Un livre qui ouvre plus de portes qu’il n’en ferme
Nos Futurs – Utopies dans les jeux vidéo ressemble plus à une boîte d’allumettes qu’à un poêle : il sert à faire partir le feu, pas à chauffer la pièce pendant trois jours. Les thèmes annoncés par la quatrième de couverture (futur, utopie, dictatures du charbon, industries intestines, anarchisme, accueils et hostilités) sont bien là. Les jeux choisis structurent vraiment la réflexion. Les auteurs savent écrire, savent de quoi ils parlent, et ne prennent pas le lecteur pour un imbécile.
Ce qui manque, c’est le moment où le livre décide de vraiment mordre. Nos Futurs est souvent juste, rarement brutal. Il préfère l’invitation à la démonstration serrée, la piste à suivre au démontage complet d’un système. C’est un choix éditorial défendable, surtout sur 127 pages. Mais pour un recueil qui pose frontalement la question « de quoi seront faits nos lendemains ? », on peut regretter qu’il ne pousse pas plus loin le curseur de la critique, notamment sur les angles les plus politiques (travail, extractivisme, colonialisme, gouvernance en ligne).
Un bon tremplin, pas encore le livre de chevet sur l’utopie vidéoludique
Nos Futurs - Utopies dans les jeux vidéo réussit son geste le plus important : prendre quelques jeux vidéo au sérieux comme fabriques de futurs, sans les réduire ni à leur lore, ni à leurs graphismes, ni à une vague vision du monde plaquée a posteriori. Le livre est court, bien ciblé, varié dans ses voix, et il donne envie de rejouer à Sable, Frostpunk, Scorn ou de replonger dans LambdaMOO en regardant de beaucoup plus près ce que leurs systèmes racontent vraiment de nos désirs et de nos peurs.
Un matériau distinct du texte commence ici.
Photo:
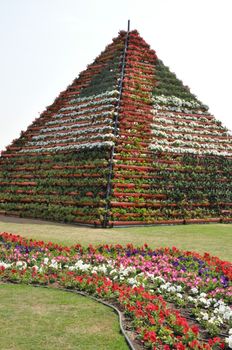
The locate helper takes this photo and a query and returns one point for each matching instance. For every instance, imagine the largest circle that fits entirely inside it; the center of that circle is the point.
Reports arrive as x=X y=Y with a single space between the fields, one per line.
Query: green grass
x=215 y=239
x=37 y=319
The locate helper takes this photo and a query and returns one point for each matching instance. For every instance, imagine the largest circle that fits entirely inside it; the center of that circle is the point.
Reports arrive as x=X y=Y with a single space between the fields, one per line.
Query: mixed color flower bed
x=174 y=299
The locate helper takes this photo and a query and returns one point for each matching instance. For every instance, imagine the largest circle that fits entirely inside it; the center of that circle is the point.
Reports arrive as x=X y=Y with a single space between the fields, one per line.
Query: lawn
x=38 y=318
x=32 y=318
x=215 y=239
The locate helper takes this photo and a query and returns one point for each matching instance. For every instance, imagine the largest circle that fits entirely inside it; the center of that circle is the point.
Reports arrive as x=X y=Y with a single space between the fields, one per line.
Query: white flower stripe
x=109 y=109
x=85 y=118
x=73 y=132
x=187 y=130
x=87 y=145
x=176 y=101
x=71 y=139
x=89 y=104
x=89 y=98
x=190 y=123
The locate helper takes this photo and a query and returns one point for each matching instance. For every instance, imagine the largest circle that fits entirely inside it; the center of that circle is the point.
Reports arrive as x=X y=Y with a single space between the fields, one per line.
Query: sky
x=45 y=44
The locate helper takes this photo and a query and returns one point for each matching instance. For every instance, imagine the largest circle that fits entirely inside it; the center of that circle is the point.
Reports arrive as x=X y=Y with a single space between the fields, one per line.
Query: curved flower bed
x=174 y=299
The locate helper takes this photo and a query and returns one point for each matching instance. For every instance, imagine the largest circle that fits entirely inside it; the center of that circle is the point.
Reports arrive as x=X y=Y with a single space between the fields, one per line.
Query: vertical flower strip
x=131 y=277
x=132 y=163
x=68 y=148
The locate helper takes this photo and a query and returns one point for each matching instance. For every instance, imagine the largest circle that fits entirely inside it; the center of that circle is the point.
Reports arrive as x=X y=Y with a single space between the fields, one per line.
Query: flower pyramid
x=125 y=143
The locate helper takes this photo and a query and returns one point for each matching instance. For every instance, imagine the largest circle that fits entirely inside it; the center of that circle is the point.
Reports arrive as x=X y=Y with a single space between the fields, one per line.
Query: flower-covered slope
x=173 y=299
x=173 y=160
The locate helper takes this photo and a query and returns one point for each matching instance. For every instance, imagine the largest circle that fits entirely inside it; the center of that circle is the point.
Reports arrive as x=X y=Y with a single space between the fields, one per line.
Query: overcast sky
x=46 y=43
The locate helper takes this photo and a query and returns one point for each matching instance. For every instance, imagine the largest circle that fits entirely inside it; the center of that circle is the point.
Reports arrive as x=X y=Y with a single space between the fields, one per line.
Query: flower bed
x=173 y=299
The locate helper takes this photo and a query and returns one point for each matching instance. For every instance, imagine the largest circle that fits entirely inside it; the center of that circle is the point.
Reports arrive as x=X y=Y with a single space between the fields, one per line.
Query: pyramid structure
x=126 y=143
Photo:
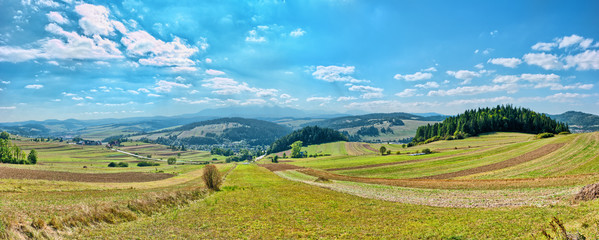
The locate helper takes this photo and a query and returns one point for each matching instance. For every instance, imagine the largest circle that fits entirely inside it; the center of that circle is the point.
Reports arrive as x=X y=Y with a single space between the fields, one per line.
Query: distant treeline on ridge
x=309 y=136
x=499 y=119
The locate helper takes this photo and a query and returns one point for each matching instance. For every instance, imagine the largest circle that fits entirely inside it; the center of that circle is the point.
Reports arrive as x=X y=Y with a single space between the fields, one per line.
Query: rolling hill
x=236 y=131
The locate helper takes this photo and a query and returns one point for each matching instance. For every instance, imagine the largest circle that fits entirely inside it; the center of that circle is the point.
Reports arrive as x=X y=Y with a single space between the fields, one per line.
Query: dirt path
x=529 y=156
x=124 y=177
x=569 y=180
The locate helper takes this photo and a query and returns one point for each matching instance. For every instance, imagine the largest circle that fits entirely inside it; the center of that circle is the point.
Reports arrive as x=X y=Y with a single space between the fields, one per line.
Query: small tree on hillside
x=32 y=157
x=296 y=149
x=383 y=150
x=212 y=177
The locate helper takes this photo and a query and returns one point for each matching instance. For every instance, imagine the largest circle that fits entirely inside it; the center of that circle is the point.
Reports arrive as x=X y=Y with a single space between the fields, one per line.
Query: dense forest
x=499 y=119
x=309 y=136
x=11 y=153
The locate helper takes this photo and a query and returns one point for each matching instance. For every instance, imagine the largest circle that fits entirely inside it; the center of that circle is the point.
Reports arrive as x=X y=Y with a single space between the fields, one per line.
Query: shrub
x=212 y=177
x=147 y=164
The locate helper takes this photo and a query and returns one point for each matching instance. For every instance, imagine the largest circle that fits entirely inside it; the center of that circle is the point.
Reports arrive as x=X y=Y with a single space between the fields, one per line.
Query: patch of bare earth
x=569 y=180
x=402 y=162
x=279 y=166
x=15 y=173
x=529 y=156
x=588 y=192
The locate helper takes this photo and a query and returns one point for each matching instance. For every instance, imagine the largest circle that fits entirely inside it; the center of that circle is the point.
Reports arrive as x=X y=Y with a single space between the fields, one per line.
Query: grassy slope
x=258 y=204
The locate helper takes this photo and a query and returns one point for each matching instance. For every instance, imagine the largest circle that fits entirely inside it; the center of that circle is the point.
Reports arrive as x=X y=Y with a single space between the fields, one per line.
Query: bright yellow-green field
x=359 y=195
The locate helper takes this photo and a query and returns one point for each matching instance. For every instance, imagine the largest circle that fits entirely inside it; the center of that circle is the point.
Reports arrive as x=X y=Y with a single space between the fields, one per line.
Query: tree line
x=11 y=153
x=503 y=118
x=308 y=136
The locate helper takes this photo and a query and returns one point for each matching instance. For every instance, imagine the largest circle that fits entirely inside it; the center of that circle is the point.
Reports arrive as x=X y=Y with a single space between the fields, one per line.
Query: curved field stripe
x=491 y=184
x=529 y=156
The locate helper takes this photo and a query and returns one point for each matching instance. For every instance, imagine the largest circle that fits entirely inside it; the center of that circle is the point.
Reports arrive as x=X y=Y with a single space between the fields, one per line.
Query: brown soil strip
x=15 y=173
x=569 y=180
x=367 y=146
x=529 y=156
x=403 y=162
x=279 y=166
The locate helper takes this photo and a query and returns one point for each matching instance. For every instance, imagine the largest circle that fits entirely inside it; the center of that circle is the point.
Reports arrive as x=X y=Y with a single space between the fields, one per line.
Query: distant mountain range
x=367 y=127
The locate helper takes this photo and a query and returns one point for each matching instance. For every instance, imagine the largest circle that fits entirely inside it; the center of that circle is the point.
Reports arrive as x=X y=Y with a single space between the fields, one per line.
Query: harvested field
x=542 y=151
x=279 y=166
x=367 y=146
x=402 y=162
x=569 y=180
x=15 y=173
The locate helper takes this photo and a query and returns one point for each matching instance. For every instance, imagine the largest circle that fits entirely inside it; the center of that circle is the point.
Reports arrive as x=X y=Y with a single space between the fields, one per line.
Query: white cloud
x=465 y=75
x=166 y=86
x=473 y=90
x=541 y=46
x=319 y=99
x=335 y=74
x=34 y=86
x=587 y=60
x=154 y=52
x=407 y=93
x=253 y=37
x=297 y=33
x=414 y=77
x=340 y=99
x=214 y=72
x=544 y=60
x=506 y=62
x=94 y=19
x=428 y=85
x=56 y=17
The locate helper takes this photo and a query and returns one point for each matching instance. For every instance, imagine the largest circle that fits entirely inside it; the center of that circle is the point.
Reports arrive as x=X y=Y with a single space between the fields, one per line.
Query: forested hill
x=579 y=121
x=309 y=136
x=499 y=119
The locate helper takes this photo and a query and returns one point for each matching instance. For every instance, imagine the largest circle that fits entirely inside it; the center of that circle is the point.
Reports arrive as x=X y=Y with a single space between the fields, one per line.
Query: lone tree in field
x=212 y=177
x=32 y=157
x=296 y=149
x=383 y=150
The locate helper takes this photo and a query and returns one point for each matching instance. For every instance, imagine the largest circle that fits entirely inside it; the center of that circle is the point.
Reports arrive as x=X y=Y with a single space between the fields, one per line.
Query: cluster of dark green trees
x=498 y=119
x=308 y=136
x=11 y=153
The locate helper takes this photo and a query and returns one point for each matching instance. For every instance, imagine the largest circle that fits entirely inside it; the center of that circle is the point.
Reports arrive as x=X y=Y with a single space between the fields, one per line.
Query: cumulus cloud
x=414 y=77
x=544 y=60
x=348 y=98
x=297 y=33
x=34 y=86
x=428 y=85
x=56 y=17
x=465 y=75
x=166 y=86
x=506 y=62
x=214 y=72
x=408 y=92
x=473 y=90
x=335 y=74
x=94 y=19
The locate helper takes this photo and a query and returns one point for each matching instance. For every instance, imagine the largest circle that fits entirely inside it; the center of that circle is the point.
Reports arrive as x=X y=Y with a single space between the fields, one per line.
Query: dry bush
x=212 y=177
x=588 y=192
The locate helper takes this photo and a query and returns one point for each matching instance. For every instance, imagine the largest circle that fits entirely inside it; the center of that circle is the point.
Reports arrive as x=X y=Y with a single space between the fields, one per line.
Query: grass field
x=495 y=186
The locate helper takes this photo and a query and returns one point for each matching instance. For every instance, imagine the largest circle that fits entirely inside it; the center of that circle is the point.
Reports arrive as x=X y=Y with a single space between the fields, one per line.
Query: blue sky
x=101 y=59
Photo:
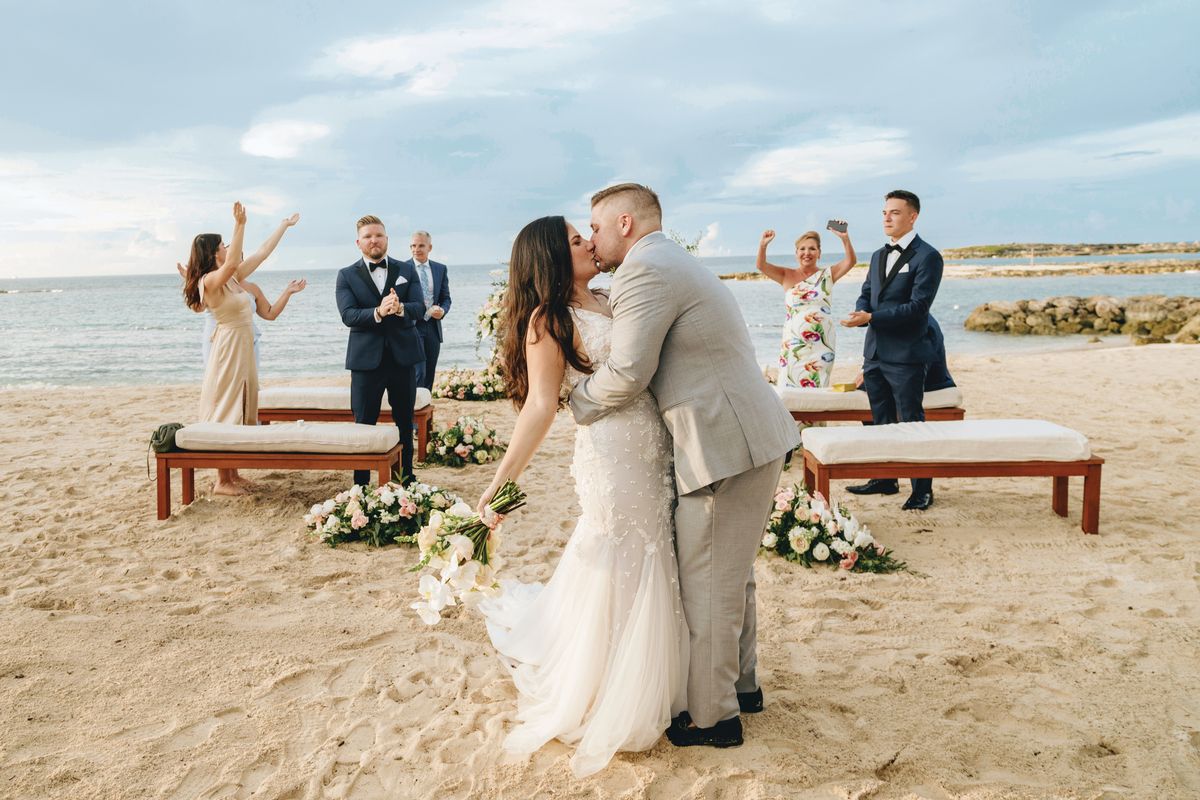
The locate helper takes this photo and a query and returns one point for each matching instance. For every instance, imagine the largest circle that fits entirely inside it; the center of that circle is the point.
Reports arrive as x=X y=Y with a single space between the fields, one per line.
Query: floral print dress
x=805 y=358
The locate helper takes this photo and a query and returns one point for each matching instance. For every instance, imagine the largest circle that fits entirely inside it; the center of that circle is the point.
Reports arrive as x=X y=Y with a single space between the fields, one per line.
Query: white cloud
x=847 y=152
x=708 y=245
x=1098 y=155
x=432 y=59
x=281 y=138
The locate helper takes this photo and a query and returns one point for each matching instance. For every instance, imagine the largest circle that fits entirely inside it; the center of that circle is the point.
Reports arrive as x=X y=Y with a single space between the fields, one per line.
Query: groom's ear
x=625 y=221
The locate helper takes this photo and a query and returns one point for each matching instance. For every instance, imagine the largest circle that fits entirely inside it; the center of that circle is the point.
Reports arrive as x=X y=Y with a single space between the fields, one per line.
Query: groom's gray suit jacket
x=679 y=331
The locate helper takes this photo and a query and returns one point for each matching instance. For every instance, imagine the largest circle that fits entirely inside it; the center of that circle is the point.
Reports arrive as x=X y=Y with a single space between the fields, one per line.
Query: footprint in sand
x=198 y=732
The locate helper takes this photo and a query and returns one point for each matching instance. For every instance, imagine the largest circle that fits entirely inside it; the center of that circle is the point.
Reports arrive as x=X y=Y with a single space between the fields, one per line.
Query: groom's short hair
x=370 y=220
x=906 y=196
x=642 y=200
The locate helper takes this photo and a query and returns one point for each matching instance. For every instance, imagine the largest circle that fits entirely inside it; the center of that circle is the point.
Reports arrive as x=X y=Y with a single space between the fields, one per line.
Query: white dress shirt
x=894 y=254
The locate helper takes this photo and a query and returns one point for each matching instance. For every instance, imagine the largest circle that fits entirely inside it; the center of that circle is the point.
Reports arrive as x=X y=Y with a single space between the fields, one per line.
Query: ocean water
x=123 y=330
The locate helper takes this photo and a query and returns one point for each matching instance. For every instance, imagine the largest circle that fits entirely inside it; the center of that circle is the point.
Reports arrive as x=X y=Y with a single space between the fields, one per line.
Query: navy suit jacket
x=899 y=304
x=441 y=290
x=357 y=301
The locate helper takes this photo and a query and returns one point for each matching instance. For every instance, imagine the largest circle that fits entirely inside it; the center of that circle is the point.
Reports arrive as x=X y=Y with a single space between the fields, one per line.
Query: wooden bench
x=827 y=405
x=839 y=453
x=381 y=459
x=336 y=408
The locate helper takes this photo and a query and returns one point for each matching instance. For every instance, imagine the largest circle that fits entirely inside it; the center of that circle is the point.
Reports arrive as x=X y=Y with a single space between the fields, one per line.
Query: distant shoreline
x=1156 y=266
x=1032 y=250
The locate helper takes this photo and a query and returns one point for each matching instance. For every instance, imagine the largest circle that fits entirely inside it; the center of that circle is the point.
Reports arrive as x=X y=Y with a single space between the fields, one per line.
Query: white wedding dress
x=599 y=655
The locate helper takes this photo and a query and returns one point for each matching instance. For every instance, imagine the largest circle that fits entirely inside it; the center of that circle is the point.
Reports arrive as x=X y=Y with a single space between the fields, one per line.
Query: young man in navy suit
x=900 y=343
x=379 y=300
x=436 y=293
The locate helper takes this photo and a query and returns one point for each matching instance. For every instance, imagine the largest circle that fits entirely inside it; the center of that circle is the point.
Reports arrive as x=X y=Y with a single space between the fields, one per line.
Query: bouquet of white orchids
x=459 y=547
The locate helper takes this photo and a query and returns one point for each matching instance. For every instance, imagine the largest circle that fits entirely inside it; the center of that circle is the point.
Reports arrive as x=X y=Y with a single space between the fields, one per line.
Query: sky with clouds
x=129 y=127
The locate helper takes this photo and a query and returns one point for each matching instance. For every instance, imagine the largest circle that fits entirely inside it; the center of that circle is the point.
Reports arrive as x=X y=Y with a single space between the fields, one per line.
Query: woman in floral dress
x=807 y=354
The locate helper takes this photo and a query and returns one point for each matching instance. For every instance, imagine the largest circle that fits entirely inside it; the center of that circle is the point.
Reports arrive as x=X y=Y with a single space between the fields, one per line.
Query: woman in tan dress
x=229 y=392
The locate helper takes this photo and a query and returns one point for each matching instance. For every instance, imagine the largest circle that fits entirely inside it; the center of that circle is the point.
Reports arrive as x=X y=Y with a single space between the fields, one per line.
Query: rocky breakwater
x=1146 y=319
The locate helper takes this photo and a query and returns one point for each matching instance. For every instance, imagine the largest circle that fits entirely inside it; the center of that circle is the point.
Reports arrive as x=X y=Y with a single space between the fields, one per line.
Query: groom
x=679 y=331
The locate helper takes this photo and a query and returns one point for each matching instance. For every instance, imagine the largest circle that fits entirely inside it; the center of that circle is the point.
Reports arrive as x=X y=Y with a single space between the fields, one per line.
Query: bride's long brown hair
x=540 y=282
x=202 y=260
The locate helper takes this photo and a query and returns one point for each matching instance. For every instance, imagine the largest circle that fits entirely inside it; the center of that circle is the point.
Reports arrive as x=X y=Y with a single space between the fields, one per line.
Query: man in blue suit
x=436 y=294
x=379 y=300
x=900 y=343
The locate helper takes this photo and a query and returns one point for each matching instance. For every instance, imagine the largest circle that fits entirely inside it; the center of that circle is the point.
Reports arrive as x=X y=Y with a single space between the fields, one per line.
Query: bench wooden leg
x=822 y=480
x=163 y=481
x=423 y=437
x=1092 y=500
x=189 y=475
x=1060 y=495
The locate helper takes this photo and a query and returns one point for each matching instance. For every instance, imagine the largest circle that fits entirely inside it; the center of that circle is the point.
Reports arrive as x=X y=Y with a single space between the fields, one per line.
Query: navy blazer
x=441 y=289
x=357 y=301
x=899 y=304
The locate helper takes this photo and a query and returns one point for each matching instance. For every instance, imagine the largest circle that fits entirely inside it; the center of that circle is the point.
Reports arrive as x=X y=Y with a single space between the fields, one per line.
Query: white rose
x=462 y=546
x=798 y=539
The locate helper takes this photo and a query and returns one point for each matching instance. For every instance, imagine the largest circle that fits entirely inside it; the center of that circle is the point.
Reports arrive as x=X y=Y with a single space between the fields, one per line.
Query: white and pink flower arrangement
x=377 y=515
x=805 y=529
x=460 y=383
x=467 y=441
x=487 y=318
x=459 y=548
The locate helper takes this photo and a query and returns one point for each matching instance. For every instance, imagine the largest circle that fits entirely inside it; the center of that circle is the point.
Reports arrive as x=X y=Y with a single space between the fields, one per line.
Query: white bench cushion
x=288 y=437
x=826 y=400
x=334 y=398
x=967 y=440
Il n’est pas encore ce volume massif qu’on garde pour y revenir, annoté, souligné, écorné. Il reste un peu trop contenu, parfois trop respectueux de ces jeux-là où on aurait aimé le voir les malmener plus frontalement. Mais comme point de départ, comme déclencheur de réflexion et comme carte d’entrée dans un champ encore peu exploré, il fait le boulot. À condition d’accepter que la vraie utopie critique, pour l’instant, reste à écrire dans les marges qu’il ouvre.
Points positifs
- Un angle très juste : l’utopie vue comme système de jeu, pas comme fond d’écran futuriste.
- Une sélection resserrée (Sable, Frostpunk, Scorn, LambdaMOO) qui évite le catalogue mou.
- Plusieurs voix, plusieurs styles, qui donnent du mouvement au recueil et évitent le ton monocorde.
- Un format court mais clair, qui prend le jeu vidéo au sérieux sans le noyer dans le jargon.
Points negatifs
- Le format recueil limite la profondeur de chaque essai, surtout sur des jeux aussi riches.
- Un manque de mordant : le livre ouvre beaucoup de pistes sans toujours oser aller au bout.
- Certains thèmes (politique, écologie, gouvernance en ligne) auraient mérité des textes plus frontaux.